After been working with MongoDB for some time and completing M101 and M102 classes(first for Developers and second for DBAs) from 10gen, I’ve decided to cover a topic of why you might consider using MongoDB in your application. In this post I’m also going to cover the reasons for not choosing MongoDB for your app(There are quite a few of those). Hopefully, after reading this article you will understand all pros and cons of building your application of top of MongoDB.
In the modern world of software development you no longer have to choose only among RDBMSes when starting a new project. A number of products, generally referred as NoSQL, were created to offer new approaches to the data persistence. Some of them offer near-linear horizontal scalability, some offer better read/write performance(than classical relational storage) and some are focused on a more convenient data representation(a more convenient for a certain data access pattern or business domain). MongoDB is one of such NoSQL storages which supports replication, sharding and document-oriented schema-less persistence.
Reasons to choose Mongo
Document oriented and schemaless. Unlike relational DBs, MongoDB stores all your data in collections of BSON documents and has no schema. Which in turn tremendously simplifies mapping between domain objects and DB. Things like embedded/nested objects and arrays inside your domain objects are transparently stored in DB. In this way MongoDB becomes a perfect choice for domains with polymorphic data and/or for rapid software development where you basically can’t afford to spend too much time doing schema design.
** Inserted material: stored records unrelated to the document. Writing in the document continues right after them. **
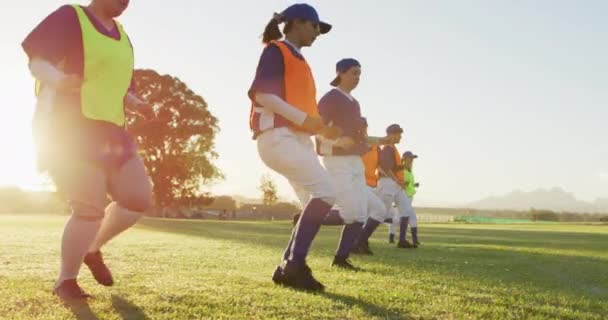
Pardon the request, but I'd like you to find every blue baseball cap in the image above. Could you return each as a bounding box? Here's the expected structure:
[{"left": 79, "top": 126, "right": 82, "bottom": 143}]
[
  {"left": 386, "top": 124, "right": 403, "bottom": 134},
  {"left": 329, "top": 58, "right": 361, "bottom": 87},
  {"left": 401, "top": 151, "right": 418, "bottom": 159},
  {"left": 361, "top": 117, "right": 367, "bottom": 128},
  {"left": 281, "top": 3, "right": 331, "bottom": 34}
]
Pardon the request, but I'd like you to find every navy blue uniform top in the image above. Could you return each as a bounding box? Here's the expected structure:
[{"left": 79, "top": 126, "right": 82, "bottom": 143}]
[
  {"left": 248, "top": 42, "right": 304, "bottom": 107},
  {"left": 378, "top": 146, "right": 402, "bottom": 176},
  {"left": 21, "top": 5, "right": 135, "bottom": 170},
  {"left": 317, "top": 89, "right": 370, "bottom": 155},
  {"left": 247, "top": 41, "right": 305, "bottom": 139}
]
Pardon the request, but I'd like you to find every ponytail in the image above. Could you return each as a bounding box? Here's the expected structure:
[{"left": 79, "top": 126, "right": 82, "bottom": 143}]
[{"left": 262, "top": 13, "right": 283, "bottom": 44}]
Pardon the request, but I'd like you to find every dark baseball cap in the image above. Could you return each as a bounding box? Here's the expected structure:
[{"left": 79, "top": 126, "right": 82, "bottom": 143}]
[
  {"left": 329, "top": 58, "right": 361, "bottom": 87},
  {"left": 401, "top": 151, "right": 418, "bottom": 159},
  {"left": 281, "top": 3, "right": 332, "bottom": 34},
  {"left": 386, "top": 124, "right": 403, "bottom": 134}
]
Horizontal Scalability and High Availability. This is what many people associate with Cloud Architecture. MongoDB allows to build a clustered topology with replication and sharding, where the former provides fail-over and eventually consistent read scaling and the latter facilitates scaling out writes(and reads as well).
Fast writes in the fire-and-forget mode. Which is quite useful for collecting various statistics where possible loss of some data is acceptable in favor of a shorter response time.
Comprehensive Querying and Aggregation Framework. With MongoDB you can query your collections with a powerful querying facility, which, by the way, takes advantage of suitable indexes if you have created any, and allows to query nested/embedded objects and arrays. For queries, which require things like MAX, AVG or GROUP BY from SQL, there is a comparatively new mechanism called Aggregation Framework, which allows to run some ad-hoc aggregation queries without need to write cumbersome Map-Reduce scripts.
It’s Free and OpenSource. Yeap, and besides it’s stable, has frequent releases(for example an up-coming release will add a support of full text search) as well as a nice documentation and fast growing vibrant community.
Comparatively intuitive architecture. Due to the fact that MongoDB has only a single master per replica things are definitely simpler comparing to peer-to-peer architectures where you can have concurrent writes and write conflicts.
Reasons not to choose Mongo
After I described major advantages of choosing/adopting MongoDB I would like to cover the other side of the coin and talk about reasons for not choosing MongoDB for your project.
No SQL = No Joins. It should be obvious that with NoSQL DB you won’t have the ability to use SQL. As a result under those, hopefully rare occasions, where you need to pick up related/referenced data from several collection you will have to do it manually and with no guarantees in terms of consistency. If you see yourself doing mission critical decisions inside your application where you will need data from multiple documents/collections, then you should think twice before using MongoDB.
No ACID transactions. After coming from SQL world you are going to be surprised how many things you are loosing when ACID transaction aren’t there anymore. When working with multiple documents(MongoDB guarantees atomic operations on a single document) you will have no automatic rollback, a possibility of inconsistent reads etc. Occasionally you may overcome these limitations by using two-phase commit, entity versions and in-app locks, but generally if you see yourself doing these things more than 1% of operations, you have probably chosen a wrong DB.
Can’t be used as an integration DB. It’s generally a bad idea to use NoSQL storage as an integration DB which can be accessed by several apps simultaneously. No schema and eventual consistency are going to play against you here.
Your indexes should fit into memory. MongoDB performs well only if your indexes fit into RAM and it’s ideal to have SSD hard drives on your prod servers. MongoDB is simply not optimized to work on HDD as many RDBMSes and thus you can get into troubles with certain usage scenarios where you would be just fine with RDBMS.
In this article I haven’t tried to get into nitty-gritty details of how MongoDB works, but instead covered only the essentials. If you are new to NoSQL world, I would suggest you reading NoSQL Distilled: A Brief Guide to the Emerging World of Polyglot Persistence, which provides a very good introduction into NoSQL world(e.g. it contains good explanations of what replication and sharding are etc.).